Available in Rundeck Enterprise

This plugin allows Jobs to Resume execution at a failed workflow step.

When you enable this plugin for a Job, the plugin will record the internal Workflow State as the Execution progresses. When a step fails, the state from immediately before the step started is serialized and stored. You can then choose to "Resume" the execution at the failed step. The plugin will load the stored state contents, and start a new execution with the resume state, proceeding to execute the previously failed step with the same inputs.

# Requirements

WARNING

This plugin currently works only for Jobs which use the "Sequential" (aka "Step-first") Workflow Strategy.

  1. The Job must use the "Sequential" Workflow Strategy. With this strategy, we know that the internal state of the workflow engine before the failed step runs can be used to resume the same Job execution again.
  2. The Job's workflow sequence should not be modified before resuming the execution. The plugin will store a "snapshot" of the workflow sequence within the resume state, allowing it to compare that to the workflow sequence used to resume it. If the Job workflow sequence has been modified, the plugin will fail to start. This means that you should not reorder, add/remove, or replace steps in the Workflow before resuming the execution. However, modifying existing steps should be possible.

# Usage

To use this plugin, edit or create a Job, and under the "Execution Plugins" tab, enable the checkbox next to the "Resumable Job" plugin.

Execution Plugins
Execution Plugins

When an execution fails at some step, a new menu option is available under the "Run Again…" drop down.

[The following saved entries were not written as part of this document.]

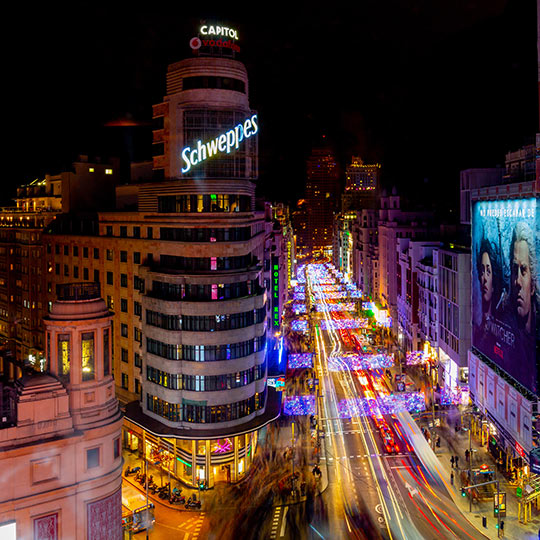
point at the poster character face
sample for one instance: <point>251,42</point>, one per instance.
<point>522,283</point>
<point>486,279</point>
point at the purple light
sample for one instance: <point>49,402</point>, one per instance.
<point>300,360</point>
<point>299,405</point>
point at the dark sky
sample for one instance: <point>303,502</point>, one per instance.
<point>426,87</point>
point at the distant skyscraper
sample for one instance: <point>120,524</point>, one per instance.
<point>322,195</point>
<point>60,433</point>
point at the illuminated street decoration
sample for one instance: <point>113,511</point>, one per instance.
<point>299,405</point>
<point>223,143</point>
<point>222,446</point>
<point>458,395</point>
<point>356,362</point>
<point>414,358</point>
<point>299,326</point>
<point>300,360</point>
<point>385,404</point>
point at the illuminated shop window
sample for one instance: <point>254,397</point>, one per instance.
<point>87,350</point>
<point>63,355</point>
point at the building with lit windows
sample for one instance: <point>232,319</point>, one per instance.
<point>181,263</point>
<point>362,182</point>
<point>60,431</point>
<point>23,278</point>
<point>322,197</point>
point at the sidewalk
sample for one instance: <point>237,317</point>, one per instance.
<point>454,444</point>
<point>304,455</point>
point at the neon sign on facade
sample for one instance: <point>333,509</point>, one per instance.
<point>223,143</point>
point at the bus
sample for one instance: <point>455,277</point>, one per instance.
<point>137,516</point>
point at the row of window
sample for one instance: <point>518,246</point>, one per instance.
<point>205,353</point>
<point>208,383</point>
<point>177,262</point>
<point>195,292</point>
<point>205,414</point>
<point>206,323</point>
<point>227,202</point>
<point>232,234</point>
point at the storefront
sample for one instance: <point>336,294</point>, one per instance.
<point>196,463</point>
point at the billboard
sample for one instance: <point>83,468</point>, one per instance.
<point>505,286</point>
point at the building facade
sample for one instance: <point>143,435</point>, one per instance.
<point>61,439</point>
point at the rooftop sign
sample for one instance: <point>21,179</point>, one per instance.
<point>223,143</point>
<point>222,31</point>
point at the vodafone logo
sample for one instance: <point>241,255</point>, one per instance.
<point>195,43</point>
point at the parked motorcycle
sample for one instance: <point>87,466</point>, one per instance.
<point>192,503</point>
<point>131,470</point>
<point>177,499</point>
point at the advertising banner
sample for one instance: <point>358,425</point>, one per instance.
<point>505,287</point>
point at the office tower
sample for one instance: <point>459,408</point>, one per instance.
<point>322,197</point>
<point>23,277</point>
<point>60,432</point>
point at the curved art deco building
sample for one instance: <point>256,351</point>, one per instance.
<point>204,392</point>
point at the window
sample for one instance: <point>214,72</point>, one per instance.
<point>87,356</point>
<point>106,354</point>
<point>116,448</point>
<point>92,458</point>
<point>63,355</point>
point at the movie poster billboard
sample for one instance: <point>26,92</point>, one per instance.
<point>505,285</point>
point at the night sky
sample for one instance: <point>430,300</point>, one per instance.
<point>425,87</point>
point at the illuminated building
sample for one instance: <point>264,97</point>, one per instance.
<point>23,278</point>
<point>504,316</point>
<point>361,185</point>
<point>181,263</point>
<point>454,313</point>
<point>321,196</point>
<point>409,254</point>
<point>366,252</point>
<point>60,431</point>
<point>394,223</point>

Resume Execution Menu Item
Resume Execution Menu Item

TIP

Note: The page might need to be refreshed to show the menu item.

You will see a confirmation page to begin the resumed execution.

Confirm Resume Execution
Confirm Resume Execution

After confirming, the new execution will start at the step that previously failed.

Resumed Execution
Resumed Execution

# Resume On Retry

When a Job uses the "Retry" feature, it normally will automatically start a fresh Execution when it fails, after an optional delay.

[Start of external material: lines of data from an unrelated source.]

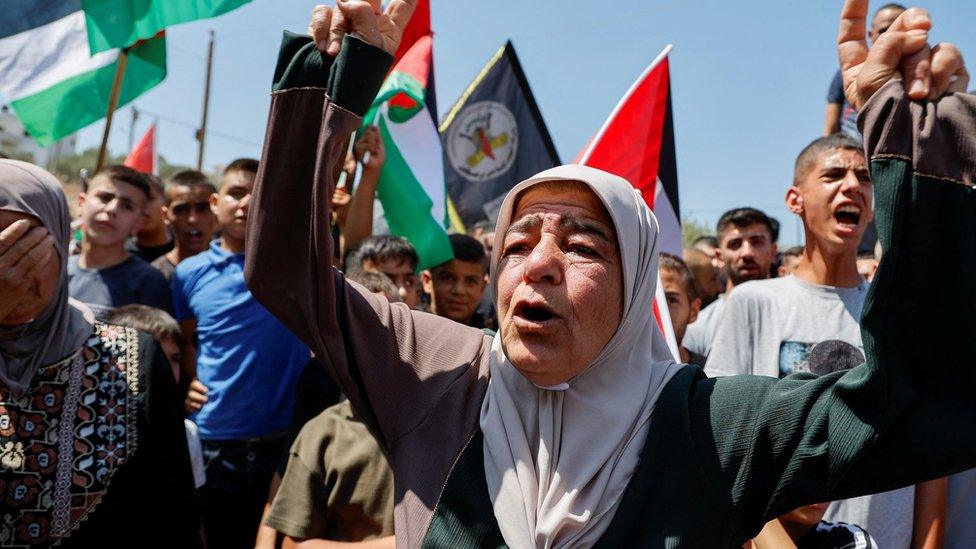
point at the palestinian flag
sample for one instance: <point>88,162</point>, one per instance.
<point>113,24</point>
<point>494,137</point>
<point>411,183</point>
<point>637,143</point>
<point>49,78</point>
<point>142,157</point>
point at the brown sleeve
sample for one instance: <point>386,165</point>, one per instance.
<point>937,137</point>
<point>393,364</point>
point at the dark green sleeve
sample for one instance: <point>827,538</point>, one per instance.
<point>907,414</point>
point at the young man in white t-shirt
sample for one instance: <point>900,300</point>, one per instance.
<point>777,327</point>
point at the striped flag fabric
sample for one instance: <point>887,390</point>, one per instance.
<point>143,157</point>
<point>637,143</point>
<point>49,78</point>
<point>411,183</point>
<point>113,24</point>
<point>494,137</point>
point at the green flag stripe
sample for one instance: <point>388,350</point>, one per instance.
<point>72,104</point>
<point>114,24</point>
<point>408,207</point>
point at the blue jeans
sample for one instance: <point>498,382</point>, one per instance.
<point>238,477</point>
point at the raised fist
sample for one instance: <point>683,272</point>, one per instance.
<point>928,72</point>
<point>363,19</point>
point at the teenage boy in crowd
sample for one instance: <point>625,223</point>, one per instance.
<point>393,256</point>
<point>746,251</point>
<point>104,275</point>
<point>683,302</point>
<point>153,238</point>
<point>770,327</point>
<point>246,364</point>
<point>456,286</point>
<point>334,484</point>
<point>190,218</point>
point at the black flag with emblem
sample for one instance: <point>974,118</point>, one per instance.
<point>493,137</point>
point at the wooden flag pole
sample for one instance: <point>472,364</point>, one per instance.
<point>113,101</point>
<point>202,132</point>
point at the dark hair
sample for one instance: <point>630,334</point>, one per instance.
<point>242,165</point>
<point>743,217</point>
<point>126,174</point>
<point>467,249</point>
<point>676,265</point>
<point>382,248</point>
<point>812,152</point>
<point>374,282</point>
<point>155,322</point>
<point>706,239</point>
<point>795,251</point>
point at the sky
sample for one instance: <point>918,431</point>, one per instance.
<point>749,80</point>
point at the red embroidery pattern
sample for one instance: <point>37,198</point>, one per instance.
<point>61,443</point>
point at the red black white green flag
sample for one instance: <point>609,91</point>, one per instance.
<point>637,143</point>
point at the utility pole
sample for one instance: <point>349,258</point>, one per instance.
<point>113,101</point>
<point>202,132</point>
<point>132,126</point>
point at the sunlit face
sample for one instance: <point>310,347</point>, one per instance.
<point>111,211</point>
<point>682,308</point>
<point>455,289</point>
<point>42,283</point>
<point>402,275</point>
<point>230,205</point>
<point>747,252</point>
<point>191,218</point>
<point>560,284</point>
<point>834,198</point>
<point>154,218</point>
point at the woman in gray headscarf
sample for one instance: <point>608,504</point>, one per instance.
<point>572,427</point>
<point>91,431</point>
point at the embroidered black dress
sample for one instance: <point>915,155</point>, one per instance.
<point>94,454</point>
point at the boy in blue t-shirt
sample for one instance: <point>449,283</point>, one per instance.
<point>246,366</point>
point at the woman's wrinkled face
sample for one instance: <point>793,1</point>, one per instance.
<point>28,292</point>
<point>560,285</point>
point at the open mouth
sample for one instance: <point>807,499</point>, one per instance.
<point>534,312</point>
<point>848,216</point>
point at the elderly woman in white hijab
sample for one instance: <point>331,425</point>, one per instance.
<point>91,433</point>
<point>573,426</point>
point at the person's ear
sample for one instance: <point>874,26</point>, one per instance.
<point>794,201</point>
<point>695,309</point>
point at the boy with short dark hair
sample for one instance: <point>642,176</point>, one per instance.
<point>456,286</point>
<point>104,275</point>
<point>190,218</point>
<point>393,256</point>
<point>154,237</point>
<point>683,302</point>
<point>247,366</point>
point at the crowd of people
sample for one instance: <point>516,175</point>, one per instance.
<point>246,361</point>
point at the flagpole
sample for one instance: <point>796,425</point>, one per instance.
<point>113,102</point>
<point>202,132</point>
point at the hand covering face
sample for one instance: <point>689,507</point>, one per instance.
<point>557,460</point>
<point>61,329</point>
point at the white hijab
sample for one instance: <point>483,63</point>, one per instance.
<point>557,460</point>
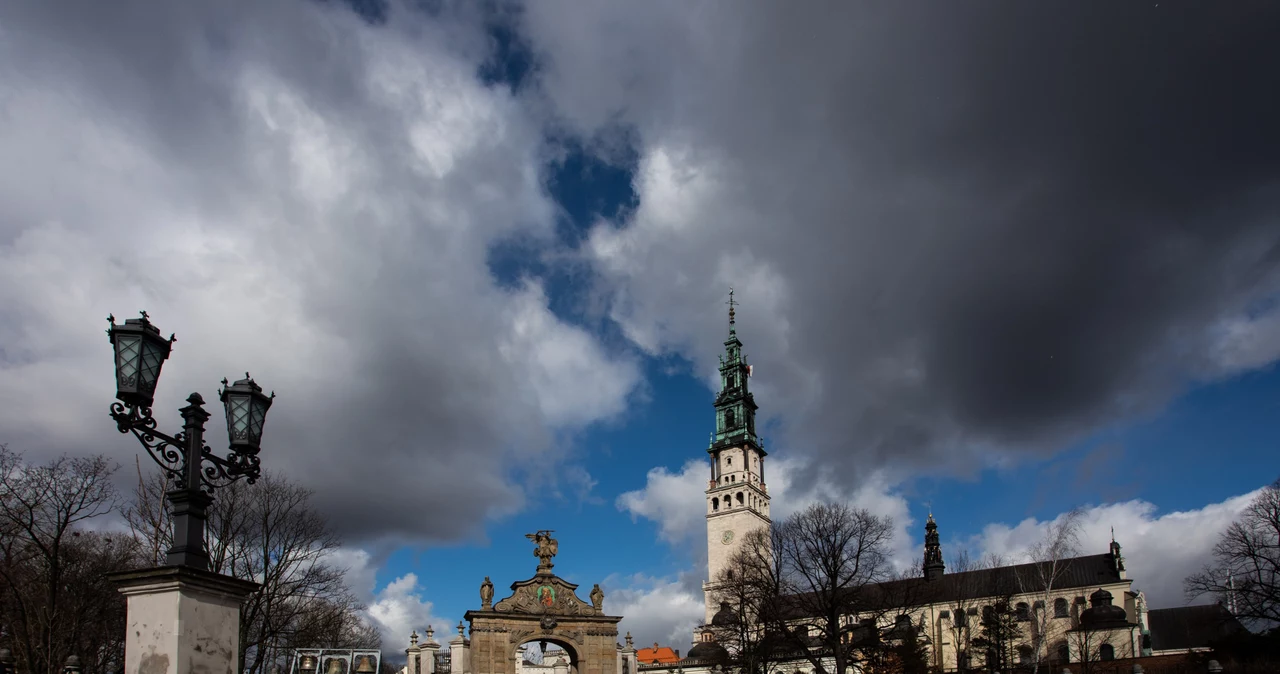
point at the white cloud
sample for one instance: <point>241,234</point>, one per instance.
<point>1246,343</point>
<point>1160,550</point>
<point>400,609</point>
<point>656,609</point>
<point>673,500</point>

The Job Resume plugin can be configured to automatically use the Resume state when the execution is retried.

# Configuration

The configuration of this plugin is simple. Once added to a Job definition, it is enabled by default.

<joblist>
  <job>
  	<!-- ... -->
    <plugins>
      <ExecutionLifecycle type='resume'/>
    </plugins>
   </job>
</joblist>

If you also want to enable it for automatic Retries, set onRetry to true.

<joblist>
  <job>
  	<!-- ... -->
	<plugins>
	  <ExecutionLifecycle type='resume'>
	    <configuration data='true'>
	      <map>
		<string key='onRetry'>true</string>
	      </map>
	    </configuration>
	  </ExecutionLifecycle>
	</plugins>
   </job>
</joblist>

# Clustering

This plugin works with Clustering in Rundeck Enterprise. The serialized "Resume state" is stored alongside the execution log and execution state file in your configured Log Storage system, with a file extension of .resume.json.

You can initiate the Resume Execution from any Cluster member if the Resume state file has been copied to the Log Storage system. Before the execution starts, the file will be loaded from the Log Storage system.

# Limitations

  • Currently only the top level workflow steps will be tracked for resume. Referenced jobs will not resume at their internally failed step.
  • If the Rundeck server is interrupted, such as an application or server crash, before the workflow state is serialized and stored the execution will not be able to resume from the failed step.
  • Currently, if you kill manually a job during its execution, this job cannot be resumed. The plugin does not allow this action. Only a job can be resumed when this fails by itself.